Abstract:
"The increasing popularity of gaming has led to a significant increase in the volume of
game reviews, making it challenging for game developers and players to monitor the
sentiment associated with a particular game. Sentiment analysis has grown in popularity
as a method for determining the sentiment connected with a piece of text, such as game
reviews. Even though sentiment analysis is widely used, issues such as use of negative
terminologies, and game context aware reviews are gaps that needed to be filled in this
domain and a valid approach is needed for this.
The proposed methodology involves utilizing BERT (Bidirectional Encoder
Representations from Transformers) with ensemble method to get polarity of reviews
using a contextual analysis approach.

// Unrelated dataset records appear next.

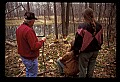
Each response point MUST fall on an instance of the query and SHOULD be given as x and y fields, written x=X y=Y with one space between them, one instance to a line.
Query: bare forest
x=58 y=22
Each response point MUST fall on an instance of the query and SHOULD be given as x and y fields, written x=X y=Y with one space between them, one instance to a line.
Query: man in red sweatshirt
x=28 y=44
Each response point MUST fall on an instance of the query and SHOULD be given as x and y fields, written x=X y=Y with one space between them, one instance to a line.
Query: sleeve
x=33 y=41
x=77 y=43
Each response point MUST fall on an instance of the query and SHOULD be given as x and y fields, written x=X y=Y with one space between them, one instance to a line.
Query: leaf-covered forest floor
x=105 y=64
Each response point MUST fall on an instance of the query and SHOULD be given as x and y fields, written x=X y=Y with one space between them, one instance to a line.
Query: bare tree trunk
x=28 y=7
x=67 y=17
x=85 y=5
x=99 y=16
x=73 y=18
x=91 y=5
x=48 y=10
x=55 y=17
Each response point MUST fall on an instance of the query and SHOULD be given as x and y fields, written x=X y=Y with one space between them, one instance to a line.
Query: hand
x=44 y=39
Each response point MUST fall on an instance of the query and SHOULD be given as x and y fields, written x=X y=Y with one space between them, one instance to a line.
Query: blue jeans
x=31 y=67
x=87 y=63
x=60 y=66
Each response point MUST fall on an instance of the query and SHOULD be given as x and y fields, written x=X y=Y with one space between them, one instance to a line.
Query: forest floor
x=105 y=64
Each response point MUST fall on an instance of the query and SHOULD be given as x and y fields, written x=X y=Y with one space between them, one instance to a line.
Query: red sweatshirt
x=28 y=44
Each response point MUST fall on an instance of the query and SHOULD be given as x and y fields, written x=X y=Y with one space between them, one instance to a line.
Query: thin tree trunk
x=63 y=19
x=28 y=7
x=55 y=17
x=67 y=17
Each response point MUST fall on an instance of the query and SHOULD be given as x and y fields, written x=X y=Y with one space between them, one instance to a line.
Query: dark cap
x=29 y=16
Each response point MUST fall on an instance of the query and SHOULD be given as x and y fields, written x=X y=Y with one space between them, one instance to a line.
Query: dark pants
x=87 y=63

To further analyze the context of reviews a
BiLSTM layer and a CNN layer was added on top of the BERT. Creating an ensemble
method to improve the overall accuracy of the sentiment classification will be discussed
in this research. The approach is evaluated using a dataset of game reviews from Steam,
a popular online gaming platform.
This study advances the field of sentiment analysis and shows how transformer-based
hybrid models perform well in NLP applications. The results of the experiments show
that the suggested methodology works superior to traditional sentiment analysis
methods and achieves high accuracy in identifying the sentiment of game reviews by
achieving accuracy of 90% and f1-score 0f 0.9080. Using this companies can get more accurate information such as players satisfaction rate of the game which can be helpful in this challenging market."